Comapny officials say they will suspend sales until the cause of the pesticide residue is found, and they are sending representatives to China to investigate.
While the recalled product did pass sample testing in China, the country has been involved in a number of food safety scandals over the last few years, including industrial chemicals found in dairy products in 2008, killing six babies and making another 300,000 ill, as well pesticide-laced dumplings that made thousands of Japanese people ill in the same year.
Nation gaining an appreciation for port
The Chinese have been developing their taste for port, with sales in the lead-up to Christmas and the Chinese New Year almost doubling compared to the same period last year.
Winemaker Jorge Nunes of Symington Family Estates in Portugal, whose brands, which include Graham’s, Cockburn’s, Dow’s and Warre’s—make up around 40% of the premium port market in Hong Kong, said there has definitely been a boost in sales because of the tradition of port at Christmas, and the potential of the wine as a New Year gift.
"Port is starting to be better understood and known by Asian consumers," he told the South China Morning Post. "Pairing with Chinese food like hairy crab or roasted pork belly means ports are gaining a reputation in Hong Kong and mainland China."
Meanwhile, the Vintage Port Academy in Hong Kong has been developing the local appreciation and knowledge of the drink among wine professionals and consumers.

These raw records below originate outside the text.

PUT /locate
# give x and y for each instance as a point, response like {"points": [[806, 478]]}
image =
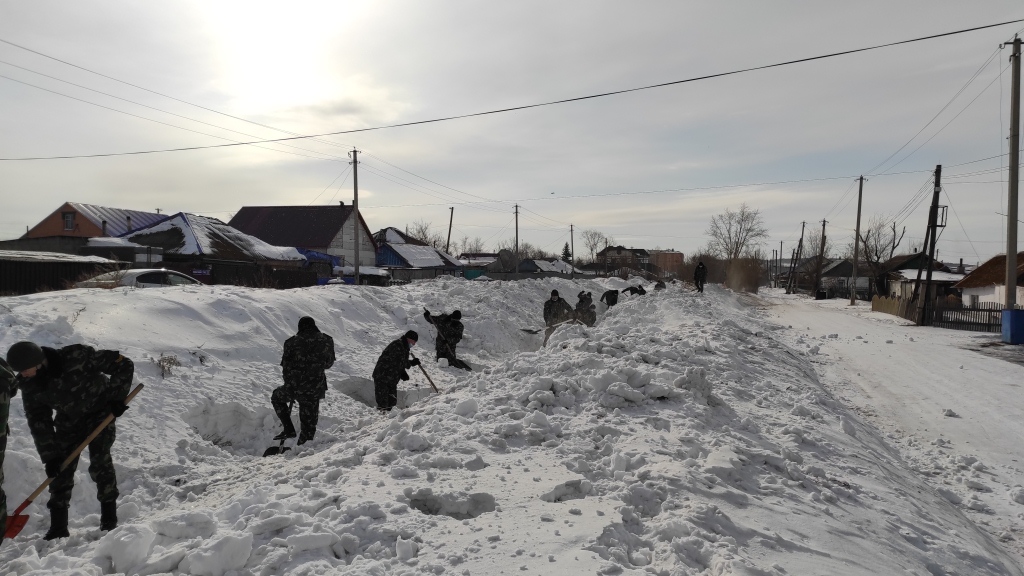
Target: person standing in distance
{"points": [[306, 356], [391, 367], [67, 393]]}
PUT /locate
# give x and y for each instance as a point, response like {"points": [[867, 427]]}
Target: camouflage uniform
{"points": [[557, 311], [79, 383], [7, 391], [390, 368], [449, 335], [306, 356]]}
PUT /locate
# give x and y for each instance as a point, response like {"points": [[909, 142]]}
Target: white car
{"points": [[139, 278]]}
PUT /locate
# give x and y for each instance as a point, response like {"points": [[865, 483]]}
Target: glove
{"points": [[53, 467], [117, 407]]}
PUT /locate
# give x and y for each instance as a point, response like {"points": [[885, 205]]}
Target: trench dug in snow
{"points": [[457, 504]]}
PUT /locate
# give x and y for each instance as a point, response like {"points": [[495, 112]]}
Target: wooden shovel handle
{"points": [[78, 451]]}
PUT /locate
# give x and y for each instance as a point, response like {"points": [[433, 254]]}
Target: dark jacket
{"points": [[449, 329], [392, 363], [306, 356], [78, 384], [556, 311]]}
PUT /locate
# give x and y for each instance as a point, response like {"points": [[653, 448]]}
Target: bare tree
{"points": [[422, 231], [733, 234], [878, 244], [594, 241]]}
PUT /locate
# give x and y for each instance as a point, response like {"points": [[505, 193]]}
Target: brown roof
{"points": [[300, 227], [992, 273]]}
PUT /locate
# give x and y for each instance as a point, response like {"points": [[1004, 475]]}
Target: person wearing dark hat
{"points": [[67, 393], [307, 355], [556, 310], [450, 329], [391, 367]]}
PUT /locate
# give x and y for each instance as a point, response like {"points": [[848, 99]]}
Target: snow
{"points": [[684, 434], [25, 255]]}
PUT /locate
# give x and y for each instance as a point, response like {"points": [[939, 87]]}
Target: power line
{"points": [[518, 108]]}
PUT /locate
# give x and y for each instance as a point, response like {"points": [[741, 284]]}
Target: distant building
{"points": [[329, 230]]}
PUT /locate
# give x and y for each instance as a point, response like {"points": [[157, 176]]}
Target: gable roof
{"points": [[992, 273], [301, 227], [194, 235], [392, 235]]}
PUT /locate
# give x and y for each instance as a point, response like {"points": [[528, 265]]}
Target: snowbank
{"points": [[678, 436]]}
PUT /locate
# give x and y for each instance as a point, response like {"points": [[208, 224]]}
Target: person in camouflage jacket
{"points": [[391, 367], [7, 391], [306, 356], [67, 393], [450, 330]]}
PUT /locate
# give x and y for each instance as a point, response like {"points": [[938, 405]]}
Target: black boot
{"points": [[108, 516], [58, 524]]}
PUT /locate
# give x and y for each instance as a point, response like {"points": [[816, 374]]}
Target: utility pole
{"points": [[821, 259], [517, 238], [571, 254], [791, 285], [451, 217], [1015, 141], [355, 213], [933, 224], [856, 245]]}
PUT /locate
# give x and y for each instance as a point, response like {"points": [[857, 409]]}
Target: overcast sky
{"points": [[648, 167]]}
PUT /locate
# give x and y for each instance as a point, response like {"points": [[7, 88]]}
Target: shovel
{"points": [[17, 521], [281, 448]]}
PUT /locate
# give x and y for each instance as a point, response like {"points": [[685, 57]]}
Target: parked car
{"points": [[139, 278]]}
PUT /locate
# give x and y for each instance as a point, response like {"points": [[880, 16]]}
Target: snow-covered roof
{"points": [[937, 276], [192, 234], [423, 256], [25, 255]]}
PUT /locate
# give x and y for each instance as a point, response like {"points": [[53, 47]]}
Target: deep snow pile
{"points": [[676, 437]]}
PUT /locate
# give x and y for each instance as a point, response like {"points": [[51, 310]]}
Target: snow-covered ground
{"points": [[684, 434]]}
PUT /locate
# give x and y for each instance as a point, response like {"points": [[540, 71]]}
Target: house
{"points": [[986, 284], [329, 230], [217, 253], [29, 272], [69, 228], [397, 250]]}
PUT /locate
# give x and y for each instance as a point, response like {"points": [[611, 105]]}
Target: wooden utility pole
{"points": [[856, 245], [1015, 141], [931, 237], [821, 259], [451, 217], [792, 286], [355, 214]]}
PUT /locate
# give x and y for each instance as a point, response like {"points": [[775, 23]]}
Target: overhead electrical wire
{"points": [[518, 108]]}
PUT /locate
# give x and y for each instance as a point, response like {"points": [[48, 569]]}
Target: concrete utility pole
{"points": [[793, 285], [856, 245], [355, 213], [930, 238], [451, 217], [1015, 141], [571, 254]]}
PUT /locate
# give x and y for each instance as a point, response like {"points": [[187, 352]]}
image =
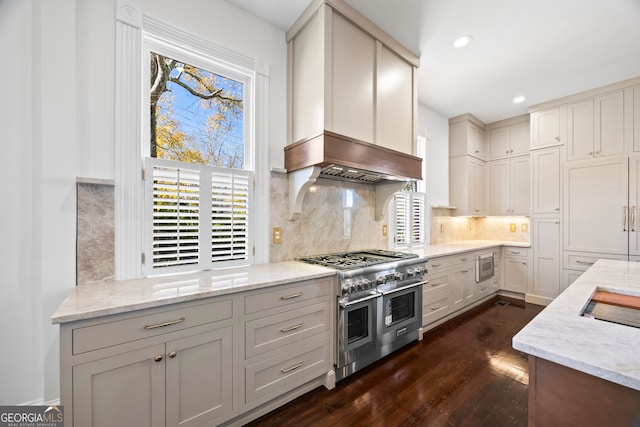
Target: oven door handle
{"points": [[402, 288], [358, 301]]}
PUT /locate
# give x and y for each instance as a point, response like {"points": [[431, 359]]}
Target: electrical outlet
{"points": [[277, 235]]}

"The academy has been hosting annual seminars and workshops in Hong Kong for three years and we are glad to see the increasing interest in port of the younger generation of wine lovers," said Tersina Shieh.
Fusion goes wild with cola-chicken crisps going on sale
Huffington Post reports that hybrid snack flavours have been running wild in China, with the latest example of the trend coming from PepsiCo with its cola-chicken-flavoured crisps.
As owner of both Pepsi-Cola and Lays, the company has combined the two to produce the new snack. The flavour is a result of the fact that cola is often mixed with soy sauce and spices in a marinade that carimelises when sauteed.
Internationally, PepsiCo has in the past marketed Frito-Lay Lemonade; however, the cola-chicken flavour is more localised, and Huffington Post speculates it is likely to be the work of Richard Lee, PepsiCo China’s chief marketing officer, who controls the company’s food and beverage brands there.
Public reaction to cola-chicken crisps has so far been mixed, gauging by mini-reviews from several users of Weibo, China’s microblogging site.